Claire Webster Saaremets, Artistic Director of Skimstone Arts, explains: “We’ve collected stories from people who are members of Bosnian, Syrian and Roma refugee communities and who are now living here in the North East.

“We also listened to some people whose parents were Holocaust survivors and the courage, bravery, honesty and resilience of each person sharing their experience sharing was a privilege to hear.

“Their stories are still so relevant to today and they give an insight into how the human spirit can still continue to be alive in times of madness.”

One of the people who shared his story was Smajo, who came to the North East from Bosnia aged nine, and attended Chillingham Road Primary School in Heaton, Newcastle. Now in his early thirties, Smajo is studying for a PhD in Architecture at Newcastle University.

Smajo said: “I often think about all the people that helped us when we first moved here. The war was going on for so long, we actually moved house 14 times in the first nine months of the war and then I came to Chillingham Road [Primary School] and my teacher and classmates were singing in Bosnian. I can’t explain how amazing that was! Really, that was finally being home.”

Smajo added: “You grow up without your aunties, your cousins and where we lived you had your closest family there near you. Bosnian families are really, really close and you have your extended families…that is your meaning of home and you can try and recreate it here – my brother is here and my sister is here. But there is always that yearning for what could have been.”
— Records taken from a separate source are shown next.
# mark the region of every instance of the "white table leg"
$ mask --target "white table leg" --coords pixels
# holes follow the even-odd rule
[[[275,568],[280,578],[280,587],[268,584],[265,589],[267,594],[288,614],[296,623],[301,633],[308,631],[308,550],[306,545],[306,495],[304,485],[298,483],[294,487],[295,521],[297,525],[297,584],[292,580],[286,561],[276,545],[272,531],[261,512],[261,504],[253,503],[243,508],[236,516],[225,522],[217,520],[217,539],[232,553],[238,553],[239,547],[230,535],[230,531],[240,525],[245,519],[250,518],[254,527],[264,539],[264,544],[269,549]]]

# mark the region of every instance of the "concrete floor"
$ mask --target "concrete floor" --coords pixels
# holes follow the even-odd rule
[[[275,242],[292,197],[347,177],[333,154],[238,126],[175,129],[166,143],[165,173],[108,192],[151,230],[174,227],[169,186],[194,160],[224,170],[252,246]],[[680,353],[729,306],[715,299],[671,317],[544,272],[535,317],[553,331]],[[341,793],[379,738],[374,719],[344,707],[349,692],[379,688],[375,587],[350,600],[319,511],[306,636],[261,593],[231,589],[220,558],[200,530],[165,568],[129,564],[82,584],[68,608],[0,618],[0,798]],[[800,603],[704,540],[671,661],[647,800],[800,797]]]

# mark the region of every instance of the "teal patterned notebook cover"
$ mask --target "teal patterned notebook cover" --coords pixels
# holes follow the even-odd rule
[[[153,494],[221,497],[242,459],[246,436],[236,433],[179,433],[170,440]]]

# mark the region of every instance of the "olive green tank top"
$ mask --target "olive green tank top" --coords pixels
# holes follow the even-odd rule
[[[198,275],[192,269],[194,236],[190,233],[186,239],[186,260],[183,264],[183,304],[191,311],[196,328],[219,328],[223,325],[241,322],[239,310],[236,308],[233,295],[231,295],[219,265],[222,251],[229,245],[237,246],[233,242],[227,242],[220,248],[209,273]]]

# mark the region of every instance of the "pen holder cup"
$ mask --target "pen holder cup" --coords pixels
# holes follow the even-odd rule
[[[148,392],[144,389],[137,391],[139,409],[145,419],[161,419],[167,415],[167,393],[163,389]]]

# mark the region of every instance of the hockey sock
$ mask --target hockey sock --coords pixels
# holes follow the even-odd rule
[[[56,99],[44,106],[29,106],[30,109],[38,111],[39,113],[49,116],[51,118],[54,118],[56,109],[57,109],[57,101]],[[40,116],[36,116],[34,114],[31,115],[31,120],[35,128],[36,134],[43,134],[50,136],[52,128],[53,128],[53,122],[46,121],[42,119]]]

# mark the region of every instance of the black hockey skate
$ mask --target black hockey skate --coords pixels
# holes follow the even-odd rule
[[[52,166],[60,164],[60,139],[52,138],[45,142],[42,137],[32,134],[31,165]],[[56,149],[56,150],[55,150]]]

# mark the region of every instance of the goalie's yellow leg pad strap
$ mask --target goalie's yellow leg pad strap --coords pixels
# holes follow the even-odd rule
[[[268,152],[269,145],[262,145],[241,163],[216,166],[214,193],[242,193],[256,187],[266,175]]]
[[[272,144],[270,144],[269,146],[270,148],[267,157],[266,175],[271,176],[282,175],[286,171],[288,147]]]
Balsam, who is from Syria and moved to Newcastle with her family, shared stories of what it was like to see her homeland and people she loved displaced by war, saying: “I am now at a very difficult point in my life. Should I try and go home? The boys are settled here. But I am maybe torn again. There are no answers. I still live in those uncertain places. But I am still one of the lucky ones.”

Marta Josephs, based in Newcastle and formerly from Hungary, talked about her father Andrew Frankel, a Holocaust survivor: “I remember my mother saying that she always wanted to have plenty of food on the table because she never wanted my father to go without food again. So I knew that he had been starved.”

Claire added: “We are working with a wonderfully diverse, professional and international cast of performers, dancers and up and coming young Romanian musicians to create live music, soundtracks, theatre and procession, inviting people to stop and look and reflect on these experiences of finding identities, connections and hope in a new land and place.

“I’m also grateful to Dr Beate Müller, Reader in Modern German Studies and Director of Impact and Engagement, School of Modern Languages at Newcastle University for her extensive research and knowledge of child Holocaust testimonies.”

Each story has been used to help shape the performance, which takes place on Friday 21 June at Newcastle City Library at 4pm. The performance lasts for 20 minutes.

Admission is free and no booking is required.

Peace Procession2 has been commissioned by Newcastle City Council Arts Development Team. Arts Council England Elevate Funding is supporting the cast in residence to develop the performances.